The ideal gift for a music lover is for sure a nice compilation. Rock & Folk released this year a compilation of the best rock songs of the 50s and 60s. A person who is a fan of rock, it is very easily. A person who still listens to CDs in his car is easy to find too. A person who prefers to have a beautiful object rather than an iTunes prepaid card, there is a shovel. Here is a gift that can please a person who mixes these three aspects. Indeed, Rock & Folk releases its traditional compilation of end of year and looks this year on the origins of rock.
The ideal gift for a music lover is for sure a nice compilation. Rock & Folk released this year a compilation of the best rock songs of the 50s and 60s. A person who is a fan of rock, it is very easily. A person who still listens to CDs in his car is easy to find too. A person who prefers to have a beautiful object rather than an iTunes prepaid card, there is a shovel.
Here is a gift that can please a person who mixes these three aspects. Indeed, Rock & Folk releases its traditional compilation of end of year and looks this year on the origins of rock.

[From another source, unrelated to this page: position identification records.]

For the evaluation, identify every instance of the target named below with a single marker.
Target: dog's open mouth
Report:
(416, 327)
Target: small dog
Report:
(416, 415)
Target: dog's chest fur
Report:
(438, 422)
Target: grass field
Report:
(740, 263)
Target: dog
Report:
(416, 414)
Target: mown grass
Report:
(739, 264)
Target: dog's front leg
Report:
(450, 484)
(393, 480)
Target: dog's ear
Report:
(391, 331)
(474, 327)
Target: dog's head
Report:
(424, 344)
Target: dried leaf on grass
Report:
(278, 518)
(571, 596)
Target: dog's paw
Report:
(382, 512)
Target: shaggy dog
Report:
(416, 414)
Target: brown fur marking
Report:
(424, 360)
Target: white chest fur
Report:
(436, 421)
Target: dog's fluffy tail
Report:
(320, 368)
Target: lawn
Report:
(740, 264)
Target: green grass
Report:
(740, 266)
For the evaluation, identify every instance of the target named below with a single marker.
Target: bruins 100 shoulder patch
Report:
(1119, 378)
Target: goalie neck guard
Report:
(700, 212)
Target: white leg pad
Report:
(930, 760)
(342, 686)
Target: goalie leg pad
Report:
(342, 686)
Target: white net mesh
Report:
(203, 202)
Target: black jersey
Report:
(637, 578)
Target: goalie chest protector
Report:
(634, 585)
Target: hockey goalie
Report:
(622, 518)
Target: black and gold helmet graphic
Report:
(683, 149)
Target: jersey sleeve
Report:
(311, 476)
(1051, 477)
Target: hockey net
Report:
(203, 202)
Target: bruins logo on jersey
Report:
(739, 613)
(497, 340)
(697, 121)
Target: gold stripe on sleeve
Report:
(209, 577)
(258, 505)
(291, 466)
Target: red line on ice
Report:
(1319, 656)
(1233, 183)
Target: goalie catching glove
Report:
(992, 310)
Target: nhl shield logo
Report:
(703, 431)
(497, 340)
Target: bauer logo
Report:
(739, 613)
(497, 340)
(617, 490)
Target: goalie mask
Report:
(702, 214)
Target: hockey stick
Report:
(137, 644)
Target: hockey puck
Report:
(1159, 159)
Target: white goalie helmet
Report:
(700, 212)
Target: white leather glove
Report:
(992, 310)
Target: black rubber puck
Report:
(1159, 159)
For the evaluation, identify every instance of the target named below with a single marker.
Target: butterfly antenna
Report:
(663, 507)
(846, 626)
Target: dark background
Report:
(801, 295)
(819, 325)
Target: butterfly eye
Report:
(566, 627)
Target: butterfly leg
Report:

Duffy Power (1941-2014) was among Britain’s first wave of late 50s rock’n’rollers, a protégé of impresario Larry Parnes alongside Billy Fury, Marty Wilde and Georgie Fame. In 1963, a musical epiphany saw him become one of Britain’s greatest bluesmen – an intensely soulful singer, songwriter and harmonica virtuoso whose career thereafter would be a rollercoaster of amazing recordings, off/on record deals, and periods of withdrawal before bowing out of music-making in 1973. In the mid-60s, Duffy recorded with future members of Cream, Pentangle and the Mahavishnu Orchestra. He never had any problem impressing fellow musicians, but a wider appreciation of his work would only come in the CD era.
In the 1970s, Tom Waits combined a lyrical focus on desperate, low-life characters with a persona that seemed to embody the same lifestyle, which he sang about in a raspy, gravelly voice. From the '80s on, his work became increasingly theatrical as he moved into acting and composing…
Features the high-fidelity SHM-CD format (compatible with standard CD player) and the latest 24bit 192kHz remastering. Wonderful work from the Three Sounds – a tight little combo who weren't out to break any rules in jazz, but who made some excellent albums for Blue Note in the early 60s! The groove here is hard-edge soul jazz piano at its best – similar to early Les McCann work of the same vintage, with a strong sense of rhythm on the left hand, and some wonderfully complicated lines on the right – an early example of the genius of Gene Harris.